Metro

Tenant wins round in eviction battle over late-life adoption

A Long Island City tenant who got herself adopted to claim a rent-controlled apartment won’t be packing her bags anytime soon.

Maria DeTommaso, as she now calls herself, appeared in Queens Housing Court last week as her landlords tried to evict her from an apartment in which they say she has no right to live.

After six previous delays over the last year, and after a last-ditch attempt to once again postpone the case, a judge said he would not put up with more excuses.

“She has made my life a living hell,” Sugrim Outar, who owns the small apartment building with his wife, said on the witness stand.

DeTommaso, 63, who was born Pamela Becker, first came to Outar’s building in the 1990s as a cat sitter for a tenant. By 2002, she was living with Nicholas DeTommaso, a retired dock worker who had lived in the building his entire life.

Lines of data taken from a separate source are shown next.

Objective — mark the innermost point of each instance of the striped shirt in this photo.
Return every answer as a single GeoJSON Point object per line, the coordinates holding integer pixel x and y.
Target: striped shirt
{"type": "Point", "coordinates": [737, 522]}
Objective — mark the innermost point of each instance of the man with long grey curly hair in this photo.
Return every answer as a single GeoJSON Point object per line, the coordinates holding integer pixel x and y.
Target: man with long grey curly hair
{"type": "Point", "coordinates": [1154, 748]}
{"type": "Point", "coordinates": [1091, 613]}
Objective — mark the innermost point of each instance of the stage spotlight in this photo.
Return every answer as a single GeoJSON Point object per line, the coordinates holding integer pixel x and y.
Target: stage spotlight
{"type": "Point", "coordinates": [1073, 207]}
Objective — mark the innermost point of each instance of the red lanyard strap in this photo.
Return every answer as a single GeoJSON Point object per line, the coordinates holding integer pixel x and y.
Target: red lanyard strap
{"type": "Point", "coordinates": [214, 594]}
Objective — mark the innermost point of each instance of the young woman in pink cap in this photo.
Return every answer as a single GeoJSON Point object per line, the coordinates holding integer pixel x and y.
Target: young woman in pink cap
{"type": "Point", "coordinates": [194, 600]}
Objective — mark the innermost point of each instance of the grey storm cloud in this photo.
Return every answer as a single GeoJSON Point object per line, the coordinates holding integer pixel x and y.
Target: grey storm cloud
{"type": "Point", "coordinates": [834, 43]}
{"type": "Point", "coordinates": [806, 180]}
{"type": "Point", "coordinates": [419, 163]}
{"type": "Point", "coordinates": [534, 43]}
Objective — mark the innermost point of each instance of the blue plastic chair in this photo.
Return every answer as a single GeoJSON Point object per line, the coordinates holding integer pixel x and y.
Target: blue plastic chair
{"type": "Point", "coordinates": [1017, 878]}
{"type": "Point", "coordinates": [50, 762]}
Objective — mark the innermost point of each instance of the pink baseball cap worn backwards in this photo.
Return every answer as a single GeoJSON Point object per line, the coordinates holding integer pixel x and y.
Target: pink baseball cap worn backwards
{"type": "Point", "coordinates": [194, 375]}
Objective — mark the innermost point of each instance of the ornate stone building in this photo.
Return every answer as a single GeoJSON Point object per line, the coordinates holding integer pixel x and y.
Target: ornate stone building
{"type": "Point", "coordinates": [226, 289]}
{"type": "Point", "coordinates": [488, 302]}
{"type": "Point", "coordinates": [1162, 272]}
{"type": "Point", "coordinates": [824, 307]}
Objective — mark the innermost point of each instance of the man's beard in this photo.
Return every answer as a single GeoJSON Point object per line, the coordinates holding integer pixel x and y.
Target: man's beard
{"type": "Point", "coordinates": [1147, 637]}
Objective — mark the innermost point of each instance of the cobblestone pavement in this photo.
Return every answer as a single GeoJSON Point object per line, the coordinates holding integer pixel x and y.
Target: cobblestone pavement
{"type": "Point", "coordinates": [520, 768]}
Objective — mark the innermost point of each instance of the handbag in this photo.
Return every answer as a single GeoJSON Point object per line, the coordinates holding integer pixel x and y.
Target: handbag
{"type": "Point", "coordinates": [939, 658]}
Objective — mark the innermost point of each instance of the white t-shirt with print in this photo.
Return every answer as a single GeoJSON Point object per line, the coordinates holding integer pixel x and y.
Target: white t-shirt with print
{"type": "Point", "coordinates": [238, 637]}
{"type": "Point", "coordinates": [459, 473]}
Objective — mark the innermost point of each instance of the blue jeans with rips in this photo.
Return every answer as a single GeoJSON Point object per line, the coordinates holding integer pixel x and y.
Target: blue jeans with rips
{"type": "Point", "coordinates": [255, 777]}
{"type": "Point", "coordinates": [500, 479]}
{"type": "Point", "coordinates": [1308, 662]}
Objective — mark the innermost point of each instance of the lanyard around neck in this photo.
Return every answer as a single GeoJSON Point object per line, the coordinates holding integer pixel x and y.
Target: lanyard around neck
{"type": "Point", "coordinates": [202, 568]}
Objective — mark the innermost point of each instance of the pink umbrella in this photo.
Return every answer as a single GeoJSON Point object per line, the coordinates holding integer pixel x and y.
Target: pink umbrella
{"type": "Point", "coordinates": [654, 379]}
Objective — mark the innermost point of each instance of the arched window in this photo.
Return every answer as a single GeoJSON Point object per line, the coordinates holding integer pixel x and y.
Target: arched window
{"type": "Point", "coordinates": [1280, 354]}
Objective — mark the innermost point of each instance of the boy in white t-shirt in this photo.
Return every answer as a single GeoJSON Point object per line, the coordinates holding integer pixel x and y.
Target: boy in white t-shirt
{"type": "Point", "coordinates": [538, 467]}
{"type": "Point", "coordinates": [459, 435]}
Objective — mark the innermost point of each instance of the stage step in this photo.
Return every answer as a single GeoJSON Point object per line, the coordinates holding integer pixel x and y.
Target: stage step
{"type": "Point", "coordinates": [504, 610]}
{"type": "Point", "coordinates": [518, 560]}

Twenty-two days before DeTommaso died in 2009 at age 85, Becker managed to get herself adopted by the ailing man.

Then DeTommaso claimed she was entitled to her “father’s” rent-controlled $100-a-month apartment in the six-unit building on 47th Road.

But the Outars withdrew their suit last week over technical issues. Sugrim Outar said he will still seek to evict DeTomasso.